В желудке что-то толкнулось, прыгнуло. Юма вырвало прямо на куст ямбура. После он долго молчал, растирая виски ладонями. Наконец спросил, глядя куда-то в сторону.
– Неужели никто не смог пережить ночь?
– Бывает, что иногда трупы наказанных не находят, – ответил Шал. – Но им тем более не позавидуешь. Говорят, их забирает Кривой Дом. А попасть в него – хуже, чем к ночным угодить. Тихо!
Справа мелькнула тень.
– Огородник! – закричал Шал. – Подслушивал!
Юм бросился за тающей в тумане фигурой. Настигнув, сбил с ног, повалил на землю, ломая кусты ямбура. Оседлал. Занёс кулак для удара.
– Не бей! – раздался позади голос Шала. – Ещё сильнее накажут.
Под Юмом лежал и сучил ногами конопатый мальчишка.
– Пацаны, не бейте, – испуганно залопотал пойманный. – Я ничего не слышал. Я ничего не скажу. Клянусь.
– Отпусти его, – сказал Шал, – хуже будет.
Юм нехотя поднялся. Конопатый выскользнул у него из-под ног и дал стрекача.
Шал дрожащей рукой вытащил из кармана фуфайки блестящий кругляш. Поцеловал. Прижал к груди.
– Что это? – спросил Юм.
– Талисман. Пока он со мной, ничего плохого не может случиться.
* * *
Ночью Юму долго не удавалось заснуть. Скрипя пружинами, на нижней койке ворочался Шал.
– Тоже не спится? – спросил Юм.
– Хочешь, расскажу, как можно покинуть город? – послышалось снизу.

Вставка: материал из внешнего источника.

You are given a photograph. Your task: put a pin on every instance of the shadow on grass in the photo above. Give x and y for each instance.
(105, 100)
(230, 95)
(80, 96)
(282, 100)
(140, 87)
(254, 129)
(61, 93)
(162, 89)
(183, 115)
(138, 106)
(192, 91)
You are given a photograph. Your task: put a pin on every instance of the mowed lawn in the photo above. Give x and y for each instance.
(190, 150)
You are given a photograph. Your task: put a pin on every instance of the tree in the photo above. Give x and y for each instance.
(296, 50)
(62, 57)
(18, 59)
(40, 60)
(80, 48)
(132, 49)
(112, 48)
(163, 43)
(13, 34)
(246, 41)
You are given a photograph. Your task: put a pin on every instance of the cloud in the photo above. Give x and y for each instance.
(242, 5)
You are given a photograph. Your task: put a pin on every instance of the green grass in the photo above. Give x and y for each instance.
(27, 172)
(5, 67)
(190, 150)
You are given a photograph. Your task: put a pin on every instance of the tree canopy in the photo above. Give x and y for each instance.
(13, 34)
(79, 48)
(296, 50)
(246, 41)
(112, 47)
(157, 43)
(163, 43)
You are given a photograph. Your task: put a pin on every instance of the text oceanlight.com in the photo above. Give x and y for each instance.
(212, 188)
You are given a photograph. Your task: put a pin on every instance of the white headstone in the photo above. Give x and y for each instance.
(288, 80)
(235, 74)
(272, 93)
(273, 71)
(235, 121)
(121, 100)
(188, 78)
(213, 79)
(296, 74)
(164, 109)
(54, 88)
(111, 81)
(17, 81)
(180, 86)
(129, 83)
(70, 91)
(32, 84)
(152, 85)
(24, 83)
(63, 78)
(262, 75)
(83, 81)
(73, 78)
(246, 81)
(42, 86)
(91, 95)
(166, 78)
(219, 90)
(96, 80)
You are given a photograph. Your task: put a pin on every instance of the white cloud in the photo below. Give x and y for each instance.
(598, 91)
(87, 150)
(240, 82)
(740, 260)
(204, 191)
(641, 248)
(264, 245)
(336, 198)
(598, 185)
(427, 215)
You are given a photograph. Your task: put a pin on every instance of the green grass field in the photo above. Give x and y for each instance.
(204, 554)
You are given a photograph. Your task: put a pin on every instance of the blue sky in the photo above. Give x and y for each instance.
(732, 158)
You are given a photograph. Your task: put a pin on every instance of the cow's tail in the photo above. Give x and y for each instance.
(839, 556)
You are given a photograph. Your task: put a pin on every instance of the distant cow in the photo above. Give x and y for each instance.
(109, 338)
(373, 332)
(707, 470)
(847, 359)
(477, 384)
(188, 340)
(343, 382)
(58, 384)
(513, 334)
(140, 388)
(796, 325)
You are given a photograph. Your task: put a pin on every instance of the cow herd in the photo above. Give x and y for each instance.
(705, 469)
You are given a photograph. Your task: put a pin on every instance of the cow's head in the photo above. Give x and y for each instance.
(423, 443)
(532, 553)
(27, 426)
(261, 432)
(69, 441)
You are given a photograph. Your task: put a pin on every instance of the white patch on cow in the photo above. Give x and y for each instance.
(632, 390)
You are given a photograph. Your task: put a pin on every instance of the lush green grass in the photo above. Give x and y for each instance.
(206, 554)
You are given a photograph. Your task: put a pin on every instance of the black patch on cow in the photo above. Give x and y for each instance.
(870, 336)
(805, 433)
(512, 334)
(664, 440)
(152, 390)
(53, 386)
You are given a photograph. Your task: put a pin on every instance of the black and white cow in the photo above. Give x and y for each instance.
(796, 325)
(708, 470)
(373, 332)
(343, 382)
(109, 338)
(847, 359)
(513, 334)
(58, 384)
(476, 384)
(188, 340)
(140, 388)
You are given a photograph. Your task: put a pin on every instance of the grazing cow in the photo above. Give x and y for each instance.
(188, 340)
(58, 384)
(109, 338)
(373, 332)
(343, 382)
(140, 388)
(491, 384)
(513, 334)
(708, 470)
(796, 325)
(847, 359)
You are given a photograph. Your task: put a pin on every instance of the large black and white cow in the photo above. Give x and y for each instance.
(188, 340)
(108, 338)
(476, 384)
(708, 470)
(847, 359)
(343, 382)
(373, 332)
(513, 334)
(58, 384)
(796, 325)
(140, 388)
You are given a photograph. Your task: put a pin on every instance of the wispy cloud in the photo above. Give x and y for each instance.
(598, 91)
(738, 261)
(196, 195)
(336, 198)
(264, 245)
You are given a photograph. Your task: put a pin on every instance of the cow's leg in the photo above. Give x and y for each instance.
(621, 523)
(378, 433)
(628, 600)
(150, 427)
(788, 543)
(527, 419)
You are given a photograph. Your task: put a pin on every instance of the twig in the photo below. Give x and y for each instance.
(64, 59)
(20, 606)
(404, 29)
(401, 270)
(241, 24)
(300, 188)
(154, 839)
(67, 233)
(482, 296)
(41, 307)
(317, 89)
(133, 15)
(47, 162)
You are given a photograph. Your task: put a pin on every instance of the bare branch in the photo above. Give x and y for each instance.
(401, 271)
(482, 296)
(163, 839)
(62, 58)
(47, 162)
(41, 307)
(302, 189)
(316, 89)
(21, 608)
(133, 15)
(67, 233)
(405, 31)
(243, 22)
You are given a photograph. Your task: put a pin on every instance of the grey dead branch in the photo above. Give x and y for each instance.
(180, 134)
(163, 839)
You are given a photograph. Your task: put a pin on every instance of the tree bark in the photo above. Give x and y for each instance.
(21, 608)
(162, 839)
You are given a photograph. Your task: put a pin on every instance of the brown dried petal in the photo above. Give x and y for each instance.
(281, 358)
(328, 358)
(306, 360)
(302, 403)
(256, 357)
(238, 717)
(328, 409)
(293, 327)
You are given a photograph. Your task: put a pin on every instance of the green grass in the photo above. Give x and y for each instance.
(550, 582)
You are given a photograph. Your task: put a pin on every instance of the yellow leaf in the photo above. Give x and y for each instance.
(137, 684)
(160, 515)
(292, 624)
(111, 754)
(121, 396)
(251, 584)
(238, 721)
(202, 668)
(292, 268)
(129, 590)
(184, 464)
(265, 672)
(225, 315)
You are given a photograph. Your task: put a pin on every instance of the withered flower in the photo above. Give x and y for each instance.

– С ума сошёл? – Юм обомлел. – Дом же всё слышит.
– Об этом говорить можно, – ответил Шал. – Мы ждём поезда, который увезёт нас отсюда. Не всех, конечно. Только самых лучших. Тех, кто всегда слушал дома. Кто всегда соблюдал порядок.
– И куда же он вас увезёт? – спросил Юм с иронией в голосе.
– Туда, где лучшая жизнь.
Юм не ответил. Шал тоже долго молчал. А потом вдруг спросил:
– Друг, расскажи мне ещё о девчонках. Ты сказал, что у них тело другое. Какое оно?
– Ну… – задумался Юм, – у них грудь большая… и круглая. А ещё у них между ног нет того, что есть у нас. Но, когда о них думаешь, тому месту, что у нас между ног, становится очень приятно.
– Я знаю, – сказал Шал, – сам часто там себя трогаю.
«А ну заткнитесь, негодники! – зашипел дом. – Не сметь говорить об этом! Ещё раз услышу – накажу страшно».
* * *
Сон, приснившийся этой ночью Юму, был ещё более туманен, чем предыдущий. Его мревшие сумрачной кисеёй неопределимые образы проходили как вода сквозь пальцы сознания, уплывая в таинственное никуда. Но Юм откуда-то совершенно отчётливо знал, что это сон о той самой девушке, и чувствовал, что любит её всем своим сердцем.
* * *
По брусчатке, никогда не знавшей автомобильных колёс, топали тысячи мальчишеских ног. Жители города спешили по мастерским и цехам, фабрикам и артелям. Нынешним утром хмарь снова взяла кварталы в тугую осаду. Юм с Шалом шли вместе с толпой по самому центру улицы. Туман был настолько густым, что скрыл дома по обочинам.
– Не видят они нас из-за тумана, сволочи, – сказал Юм, имея в виду дома.
Шал кивнул.
– Слушай, а если прыгнуть в тоннель, откуда приходят поезда? Прыгнуть и дать дёру по шпалам!
– Пытались, – ответил Шал с грустной улыбкой, – да на котлеты пошли. В том тоннеле полно ночных. Даже днём.
Тут кто-то неслышно подобравшийся сзади схватил Юма за шиворот.
– О побеге разговор вести вздумали? – угрожающе произнёс чей-то знакомый голос.
Хорошенько встряхнув, вожак городовых развернул подростков к себе лицом.
– Приблудный! Я так и думал. А ты-то, Безропотный, – он укоризненно поглядел на Шала, – тоже туда же? В Умный Дом шагом марш! Оба.
Шал зажал в руке талисман.
– Стой, начальник, – на плечо вожака легла пухлая мозолистая рука. – Не они это говорили. Я рядом шёл. Видел.